1-Par jugement de départage du 8 décembre 2017, le conseil des prud’hommes de Paris a condamné, sous le bénéfice de l’exécution provisoire, la société [7] à verser à Monsieur [F] [P] plusieurs sommes à titre notamment d’indemnité compensatrice de préavis, d’indemnité de licenciement, de dommages et intérêt pour rupture abusive, d’heures supplémentaires, et de travail dissimulé.
Le 18 décembre 2017, Maître [N] a formé un premier appel contre ce jugement devant la cour d’appel de Paris. La déclaration d’appel a été enregistrée au greffe le 17 janvier 2018.
Le 21 décembre 2017, Maître [N] a formé un second appel à l’encontre du même jugement, devant la cour d’appel de Paris.

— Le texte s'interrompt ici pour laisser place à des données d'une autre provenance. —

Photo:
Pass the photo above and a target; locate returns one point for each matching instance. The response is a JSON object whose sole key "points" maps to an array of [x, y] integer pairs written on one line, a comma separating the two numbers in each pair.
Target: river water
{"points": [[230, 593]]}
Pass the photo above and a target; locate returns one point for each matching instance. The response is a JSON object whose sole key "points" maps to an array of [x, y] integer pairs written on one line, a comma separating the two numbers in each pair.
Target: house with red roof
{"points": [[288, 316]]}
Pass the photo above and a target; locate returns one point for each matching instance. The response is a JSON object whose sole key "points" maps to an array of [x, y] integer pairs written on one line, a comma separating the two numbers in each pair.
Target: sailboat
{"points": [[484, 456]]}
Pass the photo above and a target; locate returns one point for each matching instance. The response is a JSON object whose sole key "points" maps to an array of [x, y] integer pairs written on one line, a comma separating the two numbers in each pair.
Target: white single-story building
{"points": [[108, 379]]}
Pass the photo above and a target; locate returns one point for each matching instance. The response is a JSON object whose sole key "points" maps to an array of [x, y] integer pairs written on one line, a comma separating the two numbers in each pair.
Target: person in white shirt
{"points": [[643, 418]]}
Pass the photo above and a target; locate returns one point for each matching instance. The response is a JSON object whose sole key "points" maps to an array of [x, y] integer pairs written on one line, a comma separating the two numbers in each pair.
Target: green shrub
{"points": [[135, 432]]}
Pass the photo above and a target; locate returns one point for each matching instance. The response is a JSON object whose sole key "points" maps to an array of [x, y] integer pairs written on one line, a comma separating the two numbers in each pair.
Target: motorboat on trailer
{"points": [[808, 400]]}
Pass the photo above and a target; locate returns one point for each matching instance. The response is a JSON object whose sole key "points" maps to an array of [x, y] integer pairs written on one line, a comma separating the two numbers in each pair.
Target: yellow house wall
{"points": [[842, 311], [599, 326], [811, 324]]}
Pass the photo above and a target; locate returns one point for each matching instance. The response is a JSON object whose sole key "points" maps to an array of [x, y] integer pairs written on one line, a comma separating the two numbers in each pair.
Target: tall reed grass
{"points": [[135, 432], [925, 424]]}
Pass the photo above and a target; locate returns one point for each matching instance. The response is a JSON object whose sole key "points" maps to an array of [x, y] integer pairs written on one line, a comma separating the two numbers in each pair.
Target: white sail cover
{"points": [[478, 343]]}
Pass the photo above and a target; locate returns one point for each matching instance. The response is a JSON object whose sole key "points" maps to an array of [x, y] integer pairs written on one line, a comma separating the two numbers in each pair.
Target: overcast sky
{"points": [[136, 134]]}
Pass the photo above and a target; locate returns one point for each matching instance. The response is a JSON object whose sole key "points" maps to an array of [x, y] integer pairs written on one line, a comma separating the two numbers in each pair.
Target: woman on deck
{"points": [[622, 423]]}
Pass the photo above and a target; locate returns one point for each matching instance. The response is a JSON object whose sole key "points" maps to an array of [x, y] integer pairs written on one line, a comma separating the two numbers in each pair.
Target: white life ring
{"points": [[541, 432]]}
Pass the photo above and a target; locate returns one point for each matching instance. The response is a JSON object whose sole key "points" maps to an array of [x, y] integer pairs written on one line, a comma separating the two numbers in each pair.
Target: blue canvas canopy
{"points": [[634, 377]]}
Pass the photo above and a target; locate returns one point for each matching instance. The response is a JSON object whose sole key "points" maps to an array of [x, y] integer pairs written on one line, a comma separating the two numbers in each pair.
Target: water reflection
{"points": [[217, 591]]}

La déclaration d’appel a été enregistrée au greffe le 22 janvier 2018.
Le 26 mars 2018, le conseiller de la mise en état a émis un avis de caducité visant la seconde déclaration d’appel, faute pour l’appelant d’avoir signifié sa déclaration au greffe dans le délai d’un mois à compter du 23 février 2018.
Le 29 mars 2018, le conseiller de la mise en état, après examen du dossier et observations fournies, a émis un avis de non-caducité de cette seconde déclaration d’appel.
Par ordonnance du 19 septembre 2019, le conseiller de la mise en état, constatant que l’appelante n’avait remis aucune conclusion au greffe de la cour dans le délai de trois mois imparti par l’article 908 du code de procédure civile à compter de sa première déclaration d’appel, soit avant le 19 mars 2018, et précisant que la signification des conclusions à l’intimé le 21 mars 2018 ne valait pas remise au greffe, a prononcé la caducité de la première déclaration d’appel.
Suivant ordonnance sur incident du 27 mars 2019, le conseiller de la mise en état a déclaré irrecevable, à défaut d’intérêt, l’appel interjeté le 21 décembre 2017 concernant la même décision que le premier appel, et ne procédant à aucune rectification de celui-ci.
Maître [N] a formé une requête en déféré contre cette ordonnance, et par arrêt du 21 juin 2019, la cour d’appel de Paris a confirmé l’ordonnance en toute ses dispositions.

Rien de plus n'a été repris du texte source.